Film itu juga menyisipkan rekaman video pribadi yang diambil oleh keluarga Afghanistan, menampilkan sebuah acara kumpul-kumpul diselingi tari-tarian dan tawa hanya beberapa menit sebelum orang-orang terdekat mereka dihujani peluru panas.

Salah seorang korbannya belakangan diketahui sebagi seorang polisi Afghanistan yang dilatih oleh AS.

Para penghuni desa lantas murka, bersumpah memerangi komandan berjenggot yang mereka sebut sebagai "Taliban Amerika".

"Apabila orang Amerika melakukan ini lagi, kami siap menumpahkan darah untuk memerangi mereka," kata salah seorang warga Afghanistan.

Kabar tentang serangan tersebut tersebar namun pasukan AS bersikeras korban mereka adalah anggota Taliban, sebelum akhirnya meminta maaf untuk kesalahan tragis tersebut.

Dalam sebuah wawancara Scahill mengatakan operasi rahasia semacam itu kontraproduktif dan salah secara moral, menimbulkan lebih banyak sikap anti-Amerika.

"Saya mendapati kesimpulan setelah beberapa tahun melakukan pekerjaan ini, bahwa kita (AS) menciptakan lebih banyak musuh baru ketimbang menumpas teroris yang sesungguhnya," kata Scahill, yang juga sempat menulis buku tentang perusahaan penyedia jasa keamanan privat penuh skandal, Blackwater.


Anak-anak yang tewas dan terluka parah oleh serangan Drone AS di Yaman dan Pakistan.

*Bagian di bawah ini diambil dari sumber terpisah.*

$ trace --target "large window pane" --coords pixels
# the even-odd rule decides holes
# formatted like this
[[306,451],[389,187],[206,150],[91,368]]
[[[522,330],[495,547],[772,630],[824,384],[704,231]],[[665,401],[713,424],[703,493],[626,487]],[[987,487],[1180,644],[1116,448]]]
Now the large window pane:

Korban sipil terus berjatuhan oleh serangan demi serangan robot-robot pembunuh milik AS, atas nama pembasmian terorisme. Jika melihat seperti ini, saya jadi ragu, siapakah teroris sebenarnya ? AS ataukah rakyat Pakistan, Afganistan, Yaman, Irak, yang tak berdosa  yang menderita jadi korban ? Kapankah kejahatan keji seperti ini akan berakhir ? 

"Tujuan film ini bukan untuk mengarahkan bagaimana orang berpikir tentang hal semacam ini (operasi khusus), tetapi menyajikan narasi berbeda dibandingkan yang biasa didengar lewat televisi," ujarnya dikutip AFP. (AntaraNews).

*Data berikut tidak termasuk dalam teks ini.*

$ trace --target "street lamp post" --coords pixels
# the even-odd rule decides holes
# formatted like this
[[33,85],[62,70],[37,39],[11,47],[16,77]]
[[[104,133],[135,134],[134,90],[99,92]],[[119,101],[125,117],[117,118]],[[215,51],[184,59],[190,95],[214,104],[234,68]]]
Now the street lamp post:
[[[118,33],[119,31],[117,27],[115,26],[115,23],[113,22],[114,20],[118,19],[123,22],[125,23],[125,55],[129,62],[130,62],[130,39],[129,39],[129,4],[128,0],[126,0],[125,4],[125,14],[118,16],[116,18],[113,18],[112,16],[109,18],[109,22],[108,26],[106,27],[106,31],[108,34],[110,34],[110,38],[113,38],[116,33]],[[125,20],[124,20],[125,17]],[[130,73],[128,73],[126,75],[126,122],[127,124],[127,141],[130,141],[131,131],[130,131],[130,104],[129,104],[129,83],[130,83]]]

Sedih rasanya menyaksikan kerusakan demi kerusakan akibat perbuatan negara adidaya AS dan sekutunya NATO di hampir seluruh penjuru negara-negara muslim. Perlakuan semena-mena seperti ini
hanya akan menebarkan kebencian dan aksi perlawanan-perlawanan baru. 

Shakira, seorang bocah perempuan Pakistan, menderita cacat seumur hidup di bagian wajahnya akibat serangan Drone AS. Ada puluhan bahkan ribuan korban lain yang tak kalah parahnya sebagai korban akibat peperangan permanen yang didengungkan oleh AS bersama sekutunya, NATO.